I don't know about other models but when you cut out the back hatch on the wood duck 12 you will have to deal with the temporary bulkhead. It is thin stock but if you used the suggested stiffener your jigsaw will dance arround when you hit it. Just a heads up.

RE: Cutting hatches

If you're cutting a glassed deck, instead of bare wood, you probably don't want to be using a pull saw. As it comes up through the wood and the glass, it will lift the glass fibers from the wood. Normally a light sanding should fix that, but there's always a chance of a larger delamination that would be harder to fix.

Even though I love pull saws and have always used them to cut my hatches, in your case I'd recommend a standard saw.

In case it would help, here's a link to how I cut the hatch for my WD12. Good luck,

Laszlo

 

 

Hatching a Wood Duck 12

RE: Cutting hatches

I had more time invested in centering for the cut than the cut itself.  Once I used the Perot method of measuring twice or more I drilled two hole at the center point fore and aft. Placed the jig saw in and styed inside my lines. Easy and onto the doubler stiffeners.  The direction to apply a filet to the bulk head was a concern.  I cut two pieces to match the radius and propped them upward to fill the gap on the aft bulkhead and add stiffnes to the area where one enters the kayak. I turned the boat over to prevent runs.  While upside down I will apply additional fillet material with wood flour thickened epoxy.

RE: Cutting hatches

All good suggestions above.

I used a sabre saw with a sharp blade to cut my hatches.  I taped the surface before to avoid tear out.

I angled the saw on its front feet, slowly started the blade, and let it slowly pierce through the deck.  Put some cardboard under the front feet to add protection and hold the front of the saw to steady it.  I performed a test on the waste part of the cockpit recess first to make sure my hand would be steady enough for this scary procedure.

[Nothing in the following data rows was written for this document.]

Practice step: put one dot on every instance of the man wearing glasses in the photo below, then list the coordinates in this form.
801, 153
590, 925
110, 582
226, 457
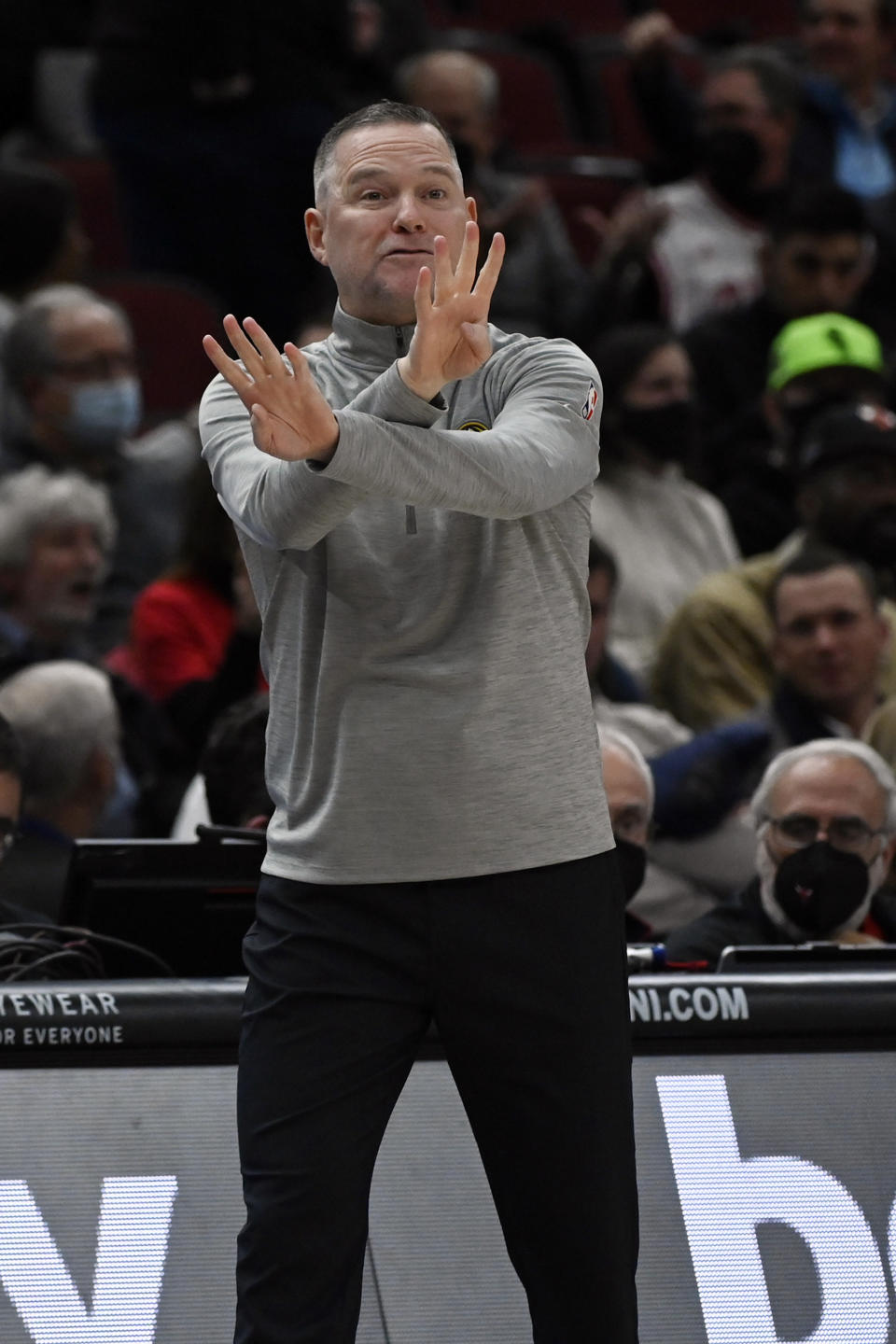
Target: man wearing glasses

Worked perfectly without tear out.  I was actually very surprised at how easy the cutting went and how fast it happened.

 

 

RE: Cutting hatches

Covering the bottom of your jig saw with masking tape (the blue stuff seems to slide nice) before using it on your build helps prevent scratches on the deck.

If you tape the hatch behind the cut it should prevent it from twisting at the very end of the cut.

Amen to the temp bulkhead on the WD12. I couldn't imagine why my jig saw jumped out of the cut and snapped my last fine blade until I finished the cut with a utility knife (which takes a long, loooong time) and saw the offending lumber. Fortunately the line of "stitches" the stump of the blade left as it danced across the deck did not show on the finished deck.

I'd rather be lucky than good.

RE: Cutting hatches

I am about ready to cut my first hatch, and this thread has been very helpful.  I'm planning to use the CLC bonsai saw, and to go verrrrry slowly.  Tape on both sides of the cut sounds like a great idea.

I am wondering about the pros and cons of cutting the hatch before, or after, glassing the underside of the deck?